- User questions
- What is PaIntE?
- How do I run a simple PaIntE analysis?
- Can I synthesize an F0 file from a PaIntE parametrization?
- What is the difference between Painte, VQpainte and Vqpainte_notobi?
- How can I use the PaIntE model for TTS with Festival?
- How can I define the pitch-range of a Painte-voice in Festival?
- How do I get more background information?
- Developers questions
- What is the working directory for training the model?
- What is the directory structure below the working directory?
- What are the variants of the model?
- What other parameters do exist?
- How do I re-train the PaIntE parameters on the Nachrichten database?
- How do I train the PaIntE parameters on a new database?
- What if I want to create a new variant of the model?
- About this document ...
PaIntE stands for Parametric INTonation Events. It is a method to describe stretches of F0 (usually around a peak or a intonation boundary) with a set of six parameters, the PaIntE parameters. The parametrization, i.e. the extraction of the parameters from F0, is done approximating F0 to a model function.
In speech synthesis we want to predict F0 from linguistic features of the input utterance. With PaIntE we could therefore predict the six parameters from the features, which is actually one method described below. Another method reduces the possible F0 curves to a distinct number of configurations using vector quantization.
use: painte_analysis test.f0 -syl test.syl -tobi test.tones
- test.f0 is the F0 file (usually in ESPS format) which you want to parametrize,
- test.syl the (ESPS style) label file containing the syllable boundaries and
- test.tones an optional input file containing tone labels in tobi annotation (with intonation labels of type X* denoting accents and X% denoting phrase boundaries)
If a tobi file is present the algorithm only produces a parametrization for this labels. The output goes to STDOUT or a file if you use the -o option. painte_analysis and painte_synthesis (see next question) are programs written in the EST speech_tools library. If they are not in your path you can usually find them in the directory speech_tools/bin within a Festival source tree (e.g. in /usr/local/Festival_1.4/speech_tools/bin)
Yes, you can. Just use:
painte_synthesis test.painte -syl test.syl -o test.new_f0
- test.painte is an ESPS style label file with the PaIntE parameters (as produced by painte_analysis)
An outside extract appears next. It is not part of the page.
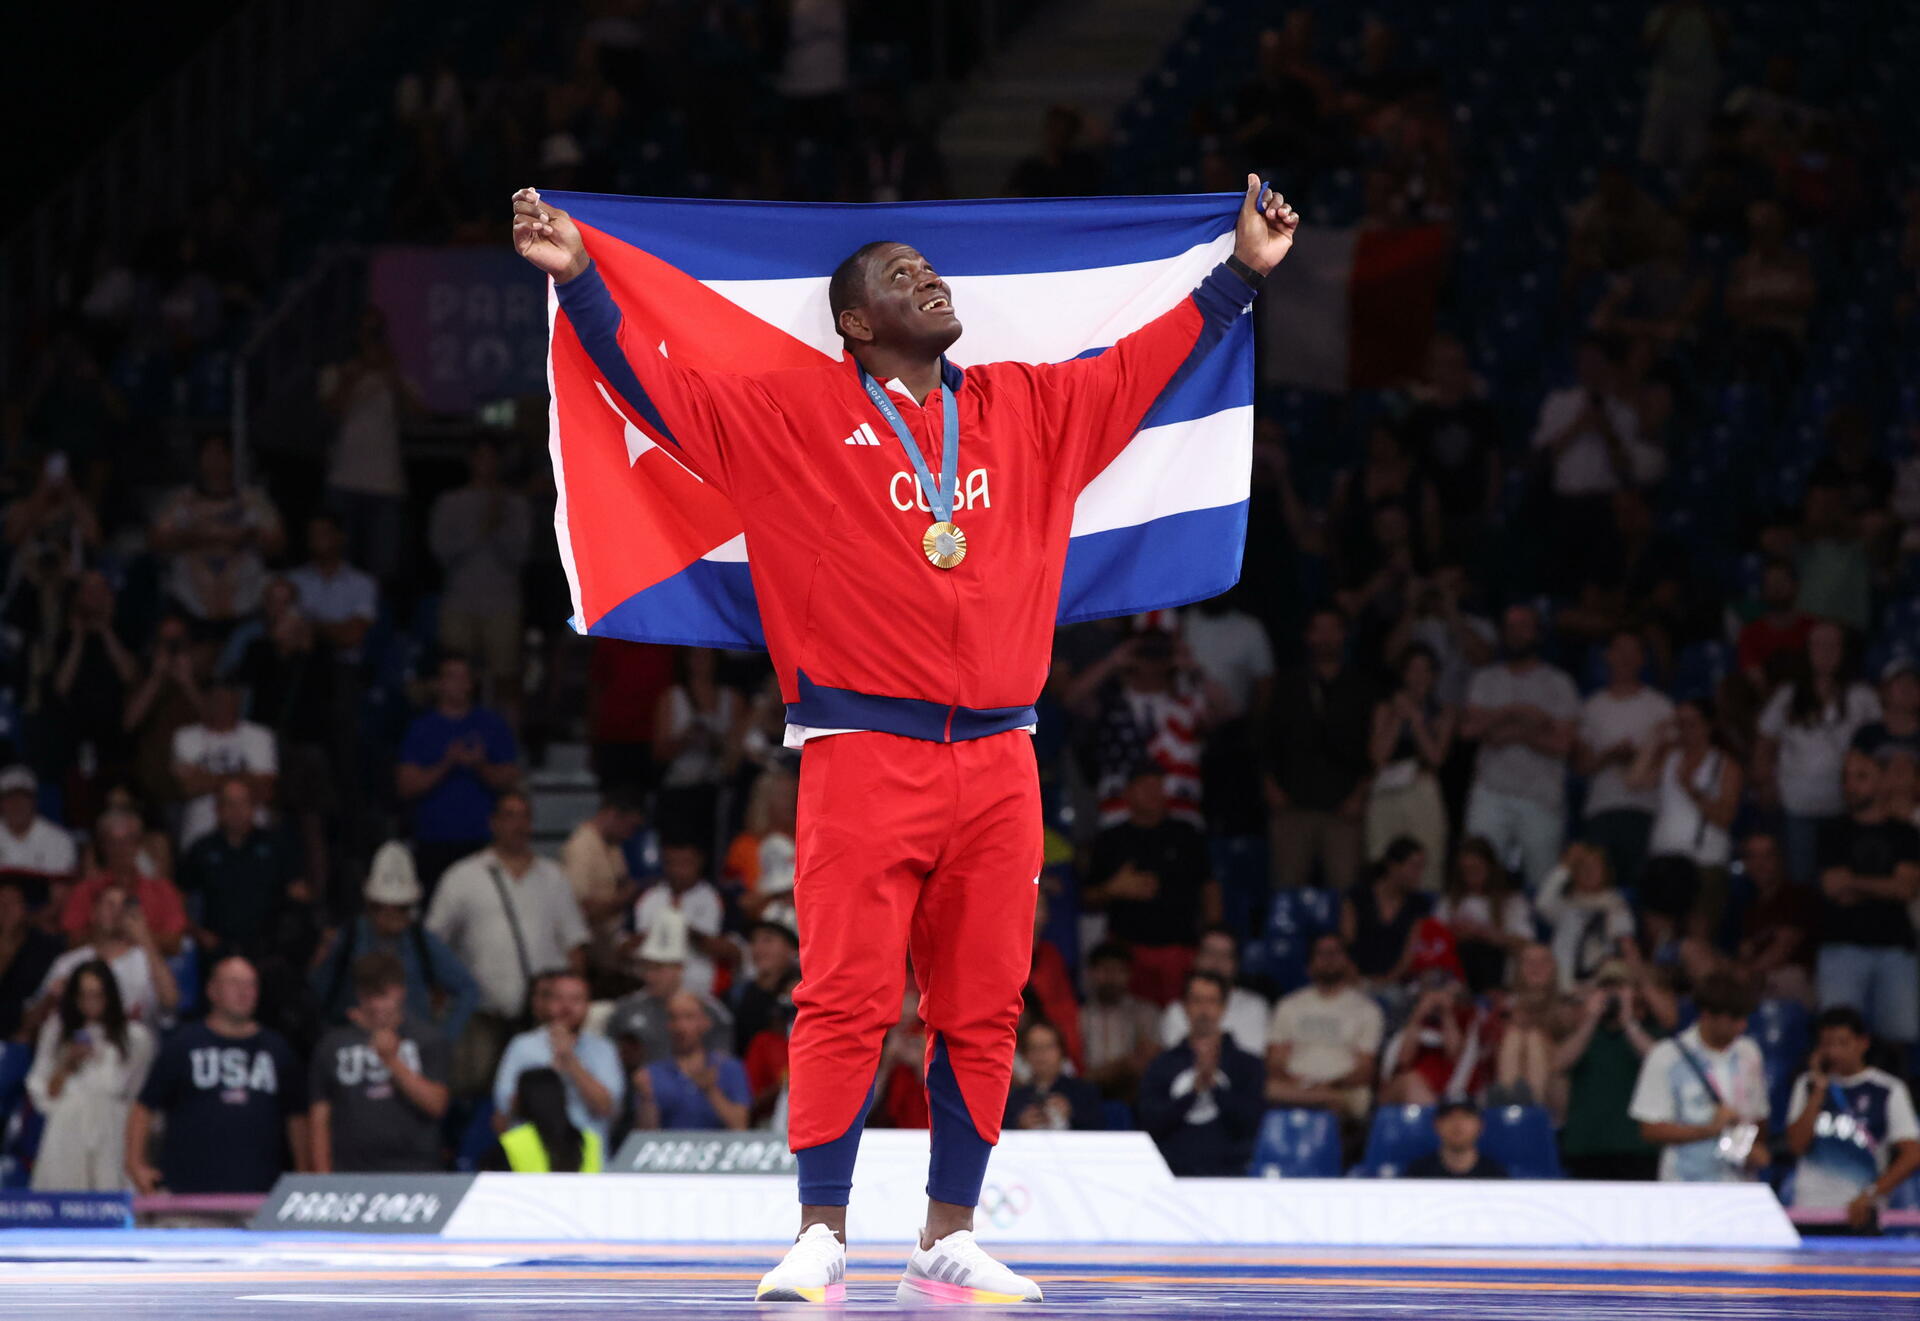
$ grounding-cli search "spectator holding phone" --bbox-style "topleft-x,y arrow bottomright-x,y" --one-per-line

- test.syl is the (ESPS style) label file containing the syllable boundaries and
- test.new_f0 will be the F0 file with the synthesized F0 contour
The names refer to different versions of the parametrization model. Painte is the model that simply uses the 6 parameters (a1,a2,b,c1,c2,d) as described in Gregor MÃÂÃÂ¯ÃÂÃÂ¿ÃÂÃÂ½hler & Alistair Conkie (1998). During TTS the parameters are predicted using 6 different CART trees. Vqpainte is the model that uses vector-quantized intonation events. I.e. we have only a specific number of distinct pitch events. Currently the number ranges from as low as 4 up to 64. During TTS the appropriate intonation event is predicted from the accent structure (in ToBI notation) using CART trees. Vqpainte_notobi is the same model as Vqpainte. However in TTS no ToBI style information is used. The intonation events are only predicted from the place of the accents or boundaries (not the type). Since it has less information to evaluate it is inferior to the Painte model. However, it can be used when no ToBI accents/boundaries are available.
Choose the appropriate voice:
- (voice_german_de2_vqpainte N)
with N=(4,6,8,16,32,64) being the number of intonation events used in the model There are shortcuts of the style (voice_german_vqpainte16) for all possible numbers of N.
- (voice_german_de2_vqpainte_notobi N)
with N=(4,6,8,16,32,64) being the number of intonation events used in the model
For the Painte and Vqpainte voices the pitch-range can be defined in 2 ways:
- As a default for the voice. Use the following command to define the upper and lower boundaries of the pitch range:
(Param.set 'default_pr_base 50) (Param.set 'default_pr_top 70)
- Different for every phrase, e.g. for a specific discourse model. The features pr_top and pr_base of the node in the Phrase relation must be set to define the upper and lower boundaries of the pitch range.
Try it out:
festival> (voice_german_vqpainte16) festival> (Param.set 'default_pr_base 50) festival> (Param.set 'default_pr_top 70) festival> (SayText "Guten Tag. Ich bin die neue Stimme und kann jetzt auch tief reden") festival> (Param.set 'default_pr_base 180) festival> (Param.set 'default_pr_top 220) festival> (SayText "Guten Tag. Ich bin die neue Stimme und kann jetzt auch hoch reden")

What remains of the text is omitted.